A Best-Practice Financial Model. A Lean Finance tool.

Much is written about the value-add of a best-practice financial model, in terms of reducing model risk and improving financial reporting for executives; especially with commercial and business decision making. An equally important thing to acknowledge with a model is its ability also to reduce cost, increase productivity and effectiveness in an organisation. This is also known as implementing Lean Finance into your organisation.

 

Reduce cost

Given the current nature of economies across the world, many companies constantly face the challenge of improving margins and growing or maintaining earnings. Along with the tight credit markets, the current consumer and corporate lockdown with consumption makes it very hard for companies to grow sales and/or improve margins, hence activities such as outsourcing overhead functions to low-cost markets, restructuring to improve productivity and reducing labour costs are the norm in many sectors of the economy.

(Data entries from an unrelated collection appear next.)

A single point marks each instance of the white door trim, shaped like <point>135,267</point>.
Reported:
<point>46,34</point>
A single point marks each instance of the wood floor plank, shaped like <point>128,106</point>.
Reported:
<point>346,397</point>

The very essence of a best practice financial model is such it will achieve cost synergies, which a standard or run of the mill financial model won’t be able to fully satisfy. A standard model will require timely and costly rework by employees periodically, in order to replicate the executive reporting requirements of the prior periods. As I discussed in “Reasons why your financial model has been consigned to the scrap heap”, such a model will be rendered as redundant by the company in due course anyway.

Assuming the latest monthly financials are standard or there have been no extraordinary events, i.e. the company has acquired a new business unit; updating the financials in a best practice financial model will be seamless, time and cost-effective, and straightforward. The following example of a company updating its July 2011 Actual financials from Budget; demonstrates the cost-effective nature of a best practice financial model, which reinforces its value as a Lean Finance tool to reduce costs in a company.

 

 

Lean finance and a best-practice financial model

As discussed by the UK’s Chartered Institute of Management Accountants, “Applying lean manufacturing techniques to the finance function”, there is a move by many companies to implement lean finance “tools to streamline and enhance productivity and effectiveness”. Evidently a best-practice financial model can effectively improve financial reporting, by reducing model risk and model development and operation time of a company’s spreadsheets.

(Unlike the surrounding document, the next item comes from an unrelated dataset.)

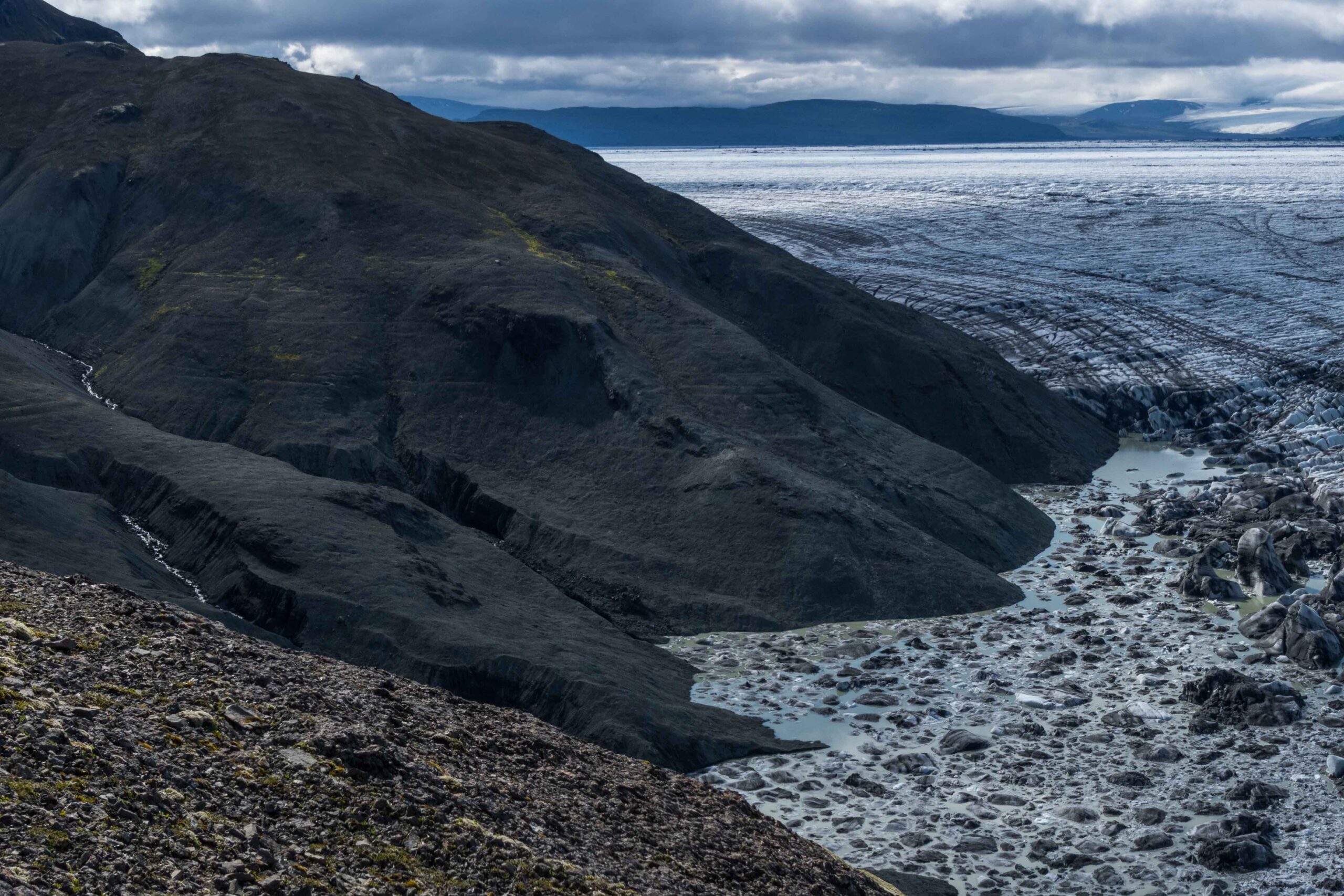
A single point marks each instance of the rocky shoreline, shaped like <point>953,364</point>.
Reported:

A best-practice financial model will improve productivity and efficiency, thanks to initiatives like the implementation of error checks, user guides to educate new users of a financial model, and seamless updating of monthly financials from budget to actual. Further, achieving a more aesthetic and consistent financial model, in terms of adding a cover page and table of contents, structured cell referencing and worksheet flow, and font sizes/colours will significantly improve model operational efficiency.

The third element required to implement a Lean Finance discipline is productivity. A best-practice financial model will turbocharge the productivity of employees, by enabling them to undertake more value-adding analysis, forecast and sensivity/scenario analyses to better shape and improve company direction; as opposed to the unproductive non-value add of reworking legacy spreadsheets or creating ad-hoc spreadsheets, in order to simply report and analyse historical financials for example.

 

Short term cost of model development versus medium/longer term benefits of heightened productivity and effectiveness, as well as cost savings

Model development or rebuild time and its associated cost is often viewed as unnecessary by corporations, especially in the current economic environment of corporate cost cutting. However as mentioned, this short term cost to achieve best-practice financial modelling will improve a company’s time spent undertaking financial reporting and analysis, not to mention the time spent updating or rejigging existing models on a periodic basis.

Most seasoned financial modelling professionals have experienced the best and worst of financial models. They will also tell you a reasonable cost/investment incurred in achieving robust, flexible and audit-friendly best-practice financial models, will be more than offset by the cost savings, increased efficiency and productivity of employees and management in a corporation as per the contemporary Lean Finance approach.